The humiliation felt during the hostage crisis, spanning over fourteen months, awoke bitter American sentiments towards Iran, that have still yet to subside. These beliefs led to detrimental political and military decisions to target the opposing country and to inhibit communication with one another. The most notable being the United States’ support of Iraq in the Iran-Iraq War, where the United States allowed, funded, and assisted in the use of illegal chemical weapons, such as mustard gas, against Iranian citizens, killing thousands. The American hatred for Iran in this war would later backfire on the United States, as the leader of Iraq, Saddam Hussein who the U.S. had close alliship with, would be found to be in relations with the terrorist group Al-Qaeda, who most notably executed  9/11, the most impactful terrorist attack in U.S. history. But, the mutual hatred and stigma held by each country to the other serves to be the most devastating consequence of this crisis.
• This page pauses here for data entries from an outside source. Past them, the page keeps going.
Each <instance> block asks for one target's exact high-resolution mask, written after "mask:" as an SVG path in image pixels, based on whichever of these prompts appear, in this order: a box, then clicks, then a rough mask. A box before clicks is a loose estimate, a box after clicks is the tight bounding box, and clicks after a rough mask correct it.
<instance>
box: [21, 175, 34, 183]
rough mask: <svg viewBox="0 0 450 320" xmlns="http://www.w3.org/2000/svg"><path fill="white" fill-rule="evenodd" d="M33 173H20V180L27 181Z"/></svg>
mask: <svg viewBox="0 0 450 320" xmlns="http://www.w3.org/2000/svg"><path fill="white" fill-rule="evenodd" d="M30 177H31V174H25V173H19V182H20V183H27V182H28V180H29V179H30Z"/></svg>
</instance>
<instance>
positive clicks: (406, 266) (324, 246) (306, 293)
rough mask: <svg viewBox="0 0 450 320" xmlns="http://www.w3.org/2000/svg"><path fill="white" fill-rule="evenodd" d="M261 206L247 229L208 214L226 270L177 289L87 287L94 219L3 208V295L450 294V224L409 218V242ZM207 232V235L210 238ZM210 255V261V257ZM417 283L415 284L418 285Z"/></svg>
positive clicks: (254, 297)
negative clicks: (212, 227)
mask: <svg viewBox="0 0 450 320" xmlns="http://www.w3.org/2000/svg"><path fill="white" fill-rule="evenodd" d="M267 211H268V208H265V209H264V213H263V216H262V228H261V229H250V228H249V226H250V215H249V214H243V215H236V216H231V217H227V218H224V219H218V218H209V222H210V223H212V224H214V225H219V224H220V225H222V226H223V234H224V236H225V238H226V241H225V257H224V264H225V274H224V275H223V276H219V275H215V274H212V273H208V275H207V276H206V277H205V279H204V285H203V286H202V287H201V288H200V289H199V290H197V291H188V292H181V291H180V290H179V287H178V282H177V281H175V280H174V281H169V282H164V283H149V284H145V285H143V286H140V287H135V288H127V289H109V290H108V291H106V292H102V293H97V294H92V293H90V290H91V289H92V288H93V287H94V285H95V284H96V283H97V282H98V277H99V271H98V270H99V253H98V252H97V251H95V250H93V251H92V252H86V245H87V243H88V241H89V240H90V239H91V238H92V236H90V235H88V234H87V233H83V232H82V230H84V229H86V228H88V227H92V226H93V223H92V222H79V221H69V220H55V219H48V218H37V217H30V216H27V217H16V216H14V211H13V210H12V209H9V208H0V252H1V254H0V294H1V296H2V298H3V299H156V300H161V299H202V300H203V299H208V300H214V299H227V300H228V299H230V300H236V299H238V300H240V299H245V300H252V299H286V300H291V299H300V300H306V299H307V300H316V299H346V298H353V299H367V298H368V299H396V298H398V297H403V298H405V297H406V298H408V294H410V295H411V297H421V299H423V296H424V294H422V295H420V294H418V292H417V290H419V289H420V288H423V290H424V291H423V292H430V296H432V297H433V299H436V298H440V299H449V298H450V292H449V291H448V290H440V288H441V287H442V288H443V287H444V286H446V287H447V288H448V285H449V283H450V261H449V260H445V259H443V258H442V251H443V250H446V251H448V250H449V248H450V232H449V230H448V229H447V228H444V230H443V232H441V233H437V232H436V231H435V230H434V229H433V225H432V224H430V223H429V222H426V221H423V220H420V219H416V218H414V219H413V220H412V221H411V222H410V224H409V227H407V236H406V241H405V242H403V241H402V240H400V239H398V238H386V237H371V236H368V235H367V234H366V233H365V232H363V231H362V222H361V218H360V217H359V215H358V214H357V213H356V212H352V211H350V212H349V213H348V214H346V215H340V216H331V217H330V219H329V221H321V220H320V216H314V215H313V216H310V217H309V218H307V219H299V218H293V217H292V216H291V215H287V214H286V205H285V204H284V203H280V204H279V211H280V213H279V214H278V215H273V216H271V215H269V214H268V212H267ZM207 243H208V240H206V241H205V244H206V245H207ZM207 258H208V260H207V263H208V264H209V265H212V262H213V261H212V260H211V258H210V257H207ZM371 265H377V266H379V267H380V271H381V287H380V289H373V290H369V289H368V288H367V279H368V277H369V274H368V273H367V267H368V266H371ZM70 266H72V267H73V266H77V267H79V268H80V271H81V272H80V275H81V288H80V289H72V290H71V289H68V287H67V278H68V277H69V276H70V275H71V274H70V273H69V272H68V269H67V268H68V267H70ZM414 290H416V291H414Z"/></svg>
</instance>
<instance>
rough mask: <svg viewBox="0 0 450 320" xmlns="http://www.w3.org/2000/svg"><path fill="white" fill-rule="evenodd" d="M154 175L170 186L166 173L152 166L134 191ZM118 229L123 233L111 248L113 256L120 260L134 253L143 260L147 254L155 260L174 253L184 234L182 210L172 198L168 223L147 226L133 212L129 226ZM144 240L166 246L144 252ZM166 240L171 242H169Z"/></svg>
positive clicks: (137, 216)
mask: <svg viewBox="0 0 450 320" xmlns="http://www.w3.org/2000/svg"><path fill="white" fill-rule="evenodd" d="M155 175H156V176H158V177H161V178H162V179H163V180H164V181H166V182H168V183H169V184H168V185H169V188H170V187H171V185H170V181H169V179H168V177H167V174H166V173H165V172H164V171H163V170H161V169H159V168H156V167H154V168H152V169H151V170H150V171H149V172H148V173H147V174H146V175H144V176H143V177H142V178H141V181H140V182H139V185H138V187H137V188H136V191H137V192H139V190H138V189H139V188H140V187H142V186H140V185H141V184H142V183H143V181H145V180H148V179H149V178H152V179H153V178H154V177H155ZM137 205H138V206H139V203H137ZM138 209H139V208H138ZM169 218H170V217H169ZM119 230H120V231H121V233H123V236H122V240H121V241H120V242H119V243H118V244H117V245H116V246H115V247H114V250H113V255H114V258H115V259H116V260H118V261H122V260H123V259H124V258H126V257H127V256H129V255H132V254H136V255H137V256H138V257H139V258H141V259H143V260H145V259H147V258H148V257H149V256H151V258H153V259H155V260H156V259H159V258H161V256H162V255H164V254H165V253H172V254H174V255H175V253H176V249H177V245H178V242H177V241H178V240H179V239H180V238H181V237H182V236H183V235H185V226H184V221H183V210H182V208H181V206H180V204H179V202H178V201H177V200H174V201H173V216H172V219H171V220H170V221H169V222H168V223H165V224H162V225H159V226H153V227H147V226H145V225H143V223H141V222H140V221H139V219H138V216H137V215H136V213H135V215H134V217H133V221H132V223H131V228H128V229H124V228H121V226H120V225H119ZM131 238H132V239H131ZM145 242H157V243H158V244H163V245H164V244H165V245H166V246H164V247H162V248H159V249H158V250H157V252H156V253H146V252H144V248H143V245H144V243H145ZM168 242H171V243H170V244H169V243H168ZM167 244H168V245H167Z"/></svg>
To this day, Iranian citizens hold state-organized anti-U.S. rallies in the streets and chant “Death to America” and “Down with the U.S.A.”  The American perspective does not fall short of this hostility, Iranians, in the American perspective, are still viewed as deceitful terrorists as a result of the heinous images drilled into American heads forty years ago. But despite this all, former President Barack Obama first reached out to Iran to mend broken bonds, and later agreed to and signed the Iran Nuclear Deal, which stated “Iran's nuclear program will be exclusively peaceful.” This major step brought forth more communication between the two countries and served to be beneficial for both parties. However, on May 8, 2018, the current sitting President of the United States, Donald Trump, announced the United States would be restoring sanctions on Iran, breaching the deal made under Obama’s presidency. The tensions between each country for one another are still strong and will forever have a lasting impact.